After reading about PAD and reflecting on my own experience, I have a greater appreciation for those who suffer from it. As with any major life milestone, there is a natural “let-down” response. One simply cannot sustain the emotional rush indefinitely. Also, there may be hidden losses. Whether giving birth or adopting, the losses can include giving up or putting on hold a career, juggling family needs, and adjusting priorities in the marriage. For some people, the placement of a child can trigger unresolved feelings of infertility. For others, the day-to-day reality may be quite different than expected, especially if one has adopted an older child or a child with special needs. Adopting a baby from an orphanage also brings many challenges. There may be medical and developmental issues that take time to resolve.

Given the myriad of reasons for PAD, it is not surprising that it occurs far more often than adoption professionals realize. Clients, now new parents, are often hesitant to talk about it, fearing it will jeopardize the placement. However, a well-trained professional can help new parents prevent or mitigate post-adoption depression. The following list includes some excellent suggestions to help with PAD.

  • Don’t become isolated in your community. Enlist friends, family and neighbors to help with errands or domestic chores so that you can focus on bonding with your child.
  • Try to get out with your child every day. Especially in the winter, cabin fever can exacerbate feelings of depression.
  • If you have a predisposition to depression, you are at greater risk. Contact your mental health provider, counselor, and other support network to be on “standby.”
  • If the loss of career (whether temporary or permanent) triggers an identity crisis, find new areas of competence and seek out opportunities for adult contact.
  • Don’t expect perfection from yourself. Just do your best and don’t feel guilty.
  • Establish time with your spouse/partner to nurture your relationship.

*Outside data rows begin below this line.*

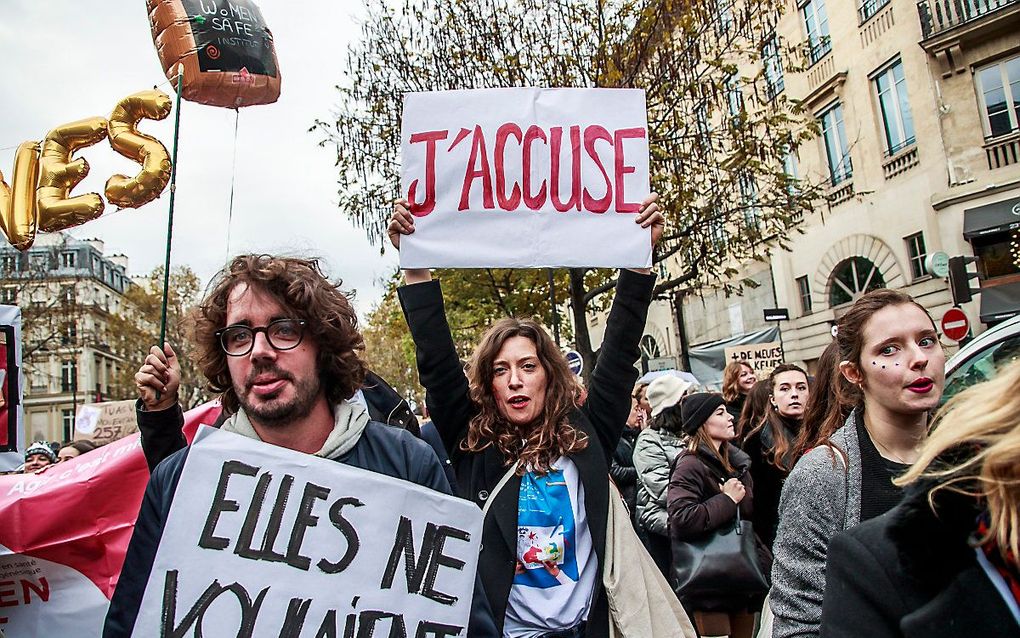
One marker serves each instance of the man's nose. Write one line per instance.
(261, 348)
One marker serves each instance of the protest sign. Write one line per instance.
(265, 541)
(761, 356)
(525, 178)
(64, 535)
(103, 423)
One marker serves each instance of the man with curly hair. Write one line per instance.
(279, 343)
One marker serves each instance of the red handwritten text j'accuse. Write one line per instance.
(496, 191)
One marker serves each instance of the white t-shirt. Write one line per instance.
(554, 544)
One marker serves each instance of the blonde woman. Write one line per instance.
(944, 562)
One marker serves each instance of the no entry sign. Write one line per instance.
(955, 325)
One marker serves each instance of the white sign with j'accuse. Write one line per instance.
(264, 541)
(525, 178)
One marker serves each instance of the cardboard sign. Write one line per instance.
(103, 423)
(762, 357)
(265, 541)
(525, 178)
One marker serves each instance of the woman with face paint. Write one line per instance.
(891, 372)
(770, 445)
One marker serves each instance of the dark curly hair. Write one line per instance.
(540, 443)
(299, 286)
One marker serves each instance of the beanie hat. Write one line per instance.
(696, 409)
(41, 447)
(666, 391)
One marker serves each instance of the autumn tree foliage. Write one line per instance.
(720, 129)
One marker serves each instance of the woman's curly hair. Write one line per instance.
(540, 443)
(299, 286)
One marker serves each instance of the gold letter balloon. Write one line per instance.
(39, 197)
(17, 204)
(124, 138)
(58, 174)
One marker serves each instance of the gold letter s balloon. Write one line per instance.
(58, 175)
(17, 202)
(124, 138)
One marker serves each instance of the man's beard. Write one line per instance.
(274, 412)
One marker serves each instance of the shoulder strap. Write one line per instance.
(672, 464)
(499, 486)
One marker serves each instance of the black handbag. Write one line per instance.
(726, 562)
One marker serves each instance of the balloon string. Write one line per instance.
(234, 164)
(169, 222)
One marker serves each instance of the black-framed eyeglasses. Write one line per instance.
(282, 334)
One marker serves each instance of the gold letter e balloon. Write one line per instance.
(39, 197)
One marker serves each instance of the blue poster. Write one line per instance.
(546, 545)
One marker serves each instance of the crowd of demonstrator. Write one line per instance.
(41, 454)
(783, 507)
(871, 517)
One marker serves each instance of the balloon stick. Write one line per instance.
(169, 219)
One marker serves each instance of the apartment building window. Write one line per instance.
(67, 424)
(749, 200)
(836, 148)
(869, 7)
(724, 12)
(734, 97)
(999, 88)
(68, 376)
(916, 253)
(899, 124)
(804, 291)
(789, 166)
(772, 64)
(816, 26)
(717, 232)
(69, 335)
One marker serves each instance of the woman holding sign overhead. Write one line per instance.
(523, 442)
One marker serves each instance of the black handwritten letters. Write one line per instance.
(272, 517)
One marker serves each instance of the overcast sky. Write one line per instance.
(63, 60)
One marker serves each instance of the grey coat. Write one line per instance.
(654, 453)
(821, 498)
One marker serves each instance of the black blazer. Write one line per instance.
(910, 574)
(602, 419)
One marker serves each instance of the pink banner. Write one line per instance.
(63, 534)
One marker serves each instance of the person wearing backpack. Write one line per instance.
(709, 483)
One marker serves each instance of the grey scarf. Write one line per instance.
(349, 422)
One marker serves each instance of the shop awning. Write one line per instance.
(1000, 302)
(998, 217)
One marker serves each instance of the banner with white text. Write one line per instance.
(265, 541)
(525, 178)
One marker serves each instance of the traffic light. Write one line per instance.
(960, 279)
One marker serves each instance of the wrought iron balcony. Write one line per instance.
(940, 15)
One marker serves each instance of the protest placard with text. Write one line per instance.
(265, 541)
(525, 178)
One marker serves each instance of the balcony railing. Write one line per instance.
(940, 15)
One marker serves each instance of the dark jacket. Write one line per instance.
(768, 480)
(695, 499)
(698, 507)
(160, 437)
(622, 469)
(381, 448)
(912, 574)
(601, 419)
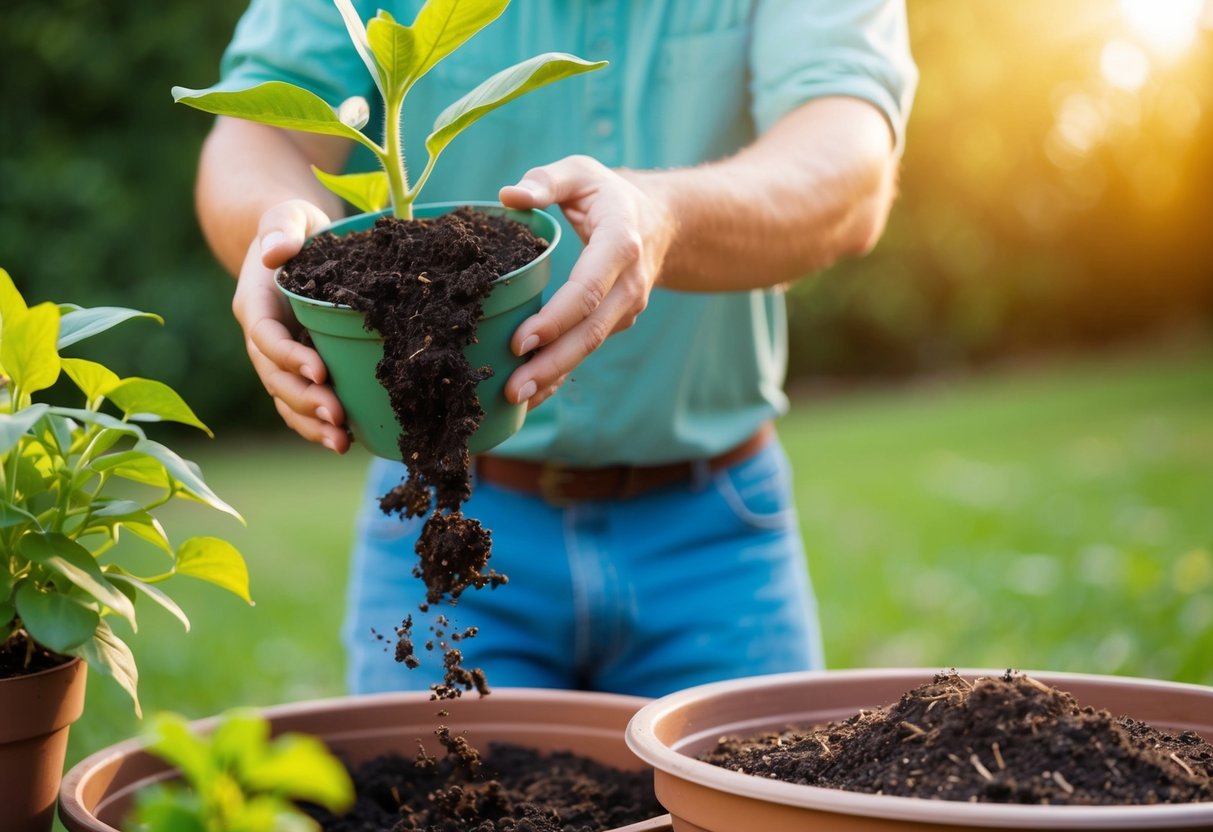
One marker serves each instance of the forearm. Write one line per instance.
(246, 169)
(816, 187)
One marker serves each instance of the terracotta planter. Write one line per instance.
(35, 713)
(351, 353)
(670, 731)
(98, 792)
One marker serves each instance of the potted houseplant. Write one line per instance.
(73, 480)
(673, 733)
(101, 791)
(397, 56)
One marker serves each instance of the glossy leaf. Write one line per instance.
(186, 474)
(501, 89)
(77, 564)
(148, 400)
(217, 562)
(443, 26)
(55, 620)
(108, 655)
(275, 103)
(27, 347)
(15, 426)
(366, 192)
(155, 593)
(80, 323)
(94, 380)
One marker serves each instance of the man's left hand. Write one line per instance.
(627, 232)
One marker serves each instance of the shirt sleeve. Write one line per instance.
(300, 41)
(812, 49)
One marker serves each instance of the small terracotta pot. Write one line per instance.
(35, 713)
(98, 792)
(671, 731)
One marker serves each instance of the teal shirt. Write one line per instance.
(689, 81)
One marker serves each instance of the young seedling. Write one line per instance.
(70, 485)
(397, 57)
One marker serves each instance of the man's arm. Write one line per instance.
(257, 201)
(813, 188)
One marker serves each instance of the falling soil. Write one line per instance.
(421, 285)
(512, 790)
(1006, 739)
(18, 656)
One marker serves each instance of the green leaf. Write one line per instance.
(101, 420)
(28, 352)
(12, 516)
(302, 768)
(94, 380)
(366, 192)
(80, 324)
(275, 103)
(186, 474)
(501, 89)
(108, 655)
(15, 426)
(77, 564)
(443, 26)
(155, 593)
(217, 562)
(172, 741)
(12, 305)
(56, 621)
(148, 400)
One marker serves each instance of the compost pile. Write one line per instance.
(512, 790)
(1006, 739)
(421, 285)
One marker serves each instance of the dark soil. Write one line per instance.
(422, 284)
(1001, 740)
(512, 790)
(17, 659)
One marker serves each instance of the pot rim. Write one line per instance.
(448, 208)
(642, 739)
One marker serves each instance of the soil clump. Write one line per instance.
(421, 285)
(512, 790)
(1006, 739)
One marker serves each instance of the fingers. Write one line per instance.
(283, 229)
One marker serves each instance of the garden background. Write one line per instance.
(1002, 420)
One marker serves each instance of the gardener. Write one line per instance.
(643, 513)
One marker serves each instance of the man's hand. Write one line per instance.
(627, 232)
(292, 374)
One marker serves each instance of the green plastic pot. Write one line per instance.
(351, 352)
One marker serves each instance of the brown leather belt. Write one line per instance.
(561, 485)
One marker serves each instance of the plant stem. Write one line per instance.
(393, 161)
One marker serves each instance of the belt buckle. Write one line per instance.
(552, 479)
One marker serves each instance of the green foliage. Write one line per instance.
(396, 56)
(62, 501)
(238, 779)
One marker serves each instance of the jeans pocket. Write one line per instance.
(758, 490)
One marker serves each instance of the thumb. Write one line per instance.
(284, 228)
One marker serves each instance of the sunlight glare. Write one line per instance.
(1168, 26)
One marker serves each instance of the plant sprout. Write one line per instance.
(397, 57)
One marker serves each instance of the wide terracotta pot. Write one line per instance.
(98, 792)
(351, 352)
(35, 713)
(670, 731)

The main point is, don’t develop preconceived notions about the initial adjustment period with your new child. Remember this is a transitional time for all members of the family, not just the child. Bonding takes time and you may be overwhelmed by fatigue, sickness, stress, and the new challenges of parenthood. Monitor your symptoms of depression and seek counseling and/or medical treatment if they persist and seriously impact day-to-day functioning. Talking to your social worker about any concerns prior to your child’s placement, as well as during post-placement, can help to normalize your fears.

Finally, know that you are not alone and like all good things, transition takes time.